ECLI:NL:CRVB:2018:1643
Centrale Raad van Beroep
- Hoger beroep
- Rechtspraak.nl
Afwijzing verzoek om maatwerkvoorziening in de vorm van een gesloten buitenwagen
In deze zaak heeft de Centrale Raad van Beroep uitspraak gedaan op het hoger beroep van appellante tegen de uitspraak van de rechtbank Amsterdam. Appellante, die lijdt aan een degeneratieve gewrichtsaandoening en een longaandoening, had verzocht om een maatwerkvoorziening in de vorm van een gesloten buitenwagen. Het college van burgemeester en wethouders van Amsterdam heeft dit verzoek afgewezen, onder verwijzing naar een medisch advies dat stelde dat de scootmobiel in combinatie met een vervoerspas voor Aanvullend Openbaar Vervoer (AOV) de goedkoopste en adequate oplossing was voor haar vervoersproblemen.
De rechtbank heeft het beroep van appellante tegen deze afwijzing ongegrond verklaard, waarbij werd overwogen dat het medisch advies zorgvuldig tot stand was gekomen. Appellante heeft in hoger beroep aangevoerd dat haar medische situatie niet goed was ingeschat en dat zij afhankelijk is van een gesloten buitenwagen. De Raad heeft echter geoordeeld dat het college het advies van de medisch adviseur mocht volgen en dat er geen aanleiding was om te twijfelen aan de juistheid van dit advies.

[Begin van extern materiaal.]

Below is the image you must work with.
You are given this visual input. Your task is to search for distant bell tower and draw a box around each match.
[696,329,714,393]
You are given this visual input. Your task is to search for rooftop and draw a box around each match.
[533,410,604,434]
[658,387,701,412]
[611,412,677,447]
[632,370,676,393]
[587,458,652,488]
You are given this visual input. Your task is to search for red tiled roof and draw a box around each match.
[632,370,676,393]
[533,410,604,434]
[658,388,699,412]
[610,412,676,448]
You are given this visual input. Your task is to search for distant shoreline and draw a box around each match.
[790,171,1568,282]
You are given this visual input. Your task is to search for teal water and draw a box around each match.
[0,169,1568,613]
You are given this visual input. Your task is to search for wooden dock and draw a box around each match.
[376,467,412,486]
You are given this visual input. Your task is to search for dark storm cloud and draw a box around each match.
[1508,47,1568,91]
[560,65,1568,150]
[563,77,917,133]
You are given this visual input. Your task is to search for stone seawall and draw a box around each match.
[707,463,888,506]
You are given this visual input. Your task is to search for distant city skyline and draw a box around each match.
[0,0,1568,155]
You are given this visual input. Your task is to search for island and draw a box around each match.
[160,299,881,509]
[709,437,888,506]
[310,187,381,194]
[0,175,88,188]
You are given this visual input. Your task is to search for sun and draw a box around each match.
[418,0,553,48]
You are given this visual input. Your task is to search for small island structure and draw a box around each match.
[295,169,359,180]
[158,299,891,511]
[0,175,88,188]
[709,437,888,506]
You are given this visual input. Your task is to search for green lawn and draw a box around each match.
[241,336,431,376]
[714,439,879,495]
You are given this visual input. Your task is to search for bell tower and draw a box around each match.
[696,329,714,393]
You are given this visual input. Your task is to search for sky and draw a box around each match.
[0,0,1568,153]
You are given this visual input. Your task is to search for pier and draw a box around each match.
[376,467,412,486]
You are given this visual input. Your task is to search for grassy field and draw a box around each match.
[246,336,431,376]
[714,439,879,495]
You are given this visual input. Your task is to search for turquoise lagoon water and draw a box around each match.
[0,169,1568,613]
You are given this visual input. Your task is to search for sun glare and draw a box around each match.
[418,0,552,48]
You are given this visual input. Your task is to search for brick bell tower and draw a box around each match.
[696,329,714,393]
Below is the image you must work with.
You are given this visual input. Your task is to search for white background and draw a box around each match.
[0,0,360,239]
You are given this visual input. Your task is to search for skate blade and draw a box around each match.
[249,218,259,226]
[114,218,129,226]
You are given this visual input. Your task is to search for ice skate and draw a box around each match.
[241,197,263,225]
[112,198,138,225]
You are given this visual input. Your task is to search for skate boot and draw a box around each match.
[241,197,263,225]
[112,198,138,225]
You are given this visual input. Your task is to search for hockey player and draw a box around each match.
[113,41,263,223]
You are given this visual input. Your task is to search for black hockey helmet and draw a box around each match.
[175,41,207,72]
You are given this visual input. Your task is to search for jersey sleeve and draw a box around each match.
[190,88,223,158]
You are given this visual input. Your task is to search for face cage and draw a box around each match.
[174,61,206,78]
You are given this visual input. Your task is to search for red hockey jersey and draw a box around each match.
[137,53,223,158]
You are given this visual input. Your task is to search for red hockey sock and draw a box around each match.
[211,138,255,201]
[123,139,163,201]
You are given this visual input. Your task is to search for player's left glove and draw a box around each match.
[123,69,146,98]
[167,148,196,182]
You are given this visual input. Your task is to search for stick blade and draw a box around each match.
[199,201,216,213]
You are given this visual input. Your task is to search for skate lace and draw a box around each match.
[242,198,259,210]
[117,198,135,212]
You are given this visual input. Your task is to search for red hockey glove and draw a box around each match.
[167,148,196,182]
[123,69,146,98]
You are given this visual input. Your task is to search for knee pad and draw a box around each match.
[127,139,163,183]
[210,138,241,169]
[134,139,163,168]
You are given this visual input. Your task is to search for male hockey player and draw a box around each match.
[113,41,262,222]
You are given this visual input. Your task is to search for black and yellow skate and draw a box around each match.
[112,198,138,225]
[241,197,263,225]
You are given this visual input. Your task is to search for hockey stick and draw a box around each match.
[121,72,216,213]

De Raad heeft vastgesteld dat appellante voldoende handfunctie heeft om een scootmobiel te bedienen en dat de door haar aangevoerde praktische bezwaren tegen het gebruik van het AOV niet voldoende waren om tot een ander oordeel te komen. De Raad heeft de aangevallen uitspraak bevestigd en geen aanleiding gezien voor een veroordeling in de proceskosten. De uitspraak is gedaan op 6 juni 2018.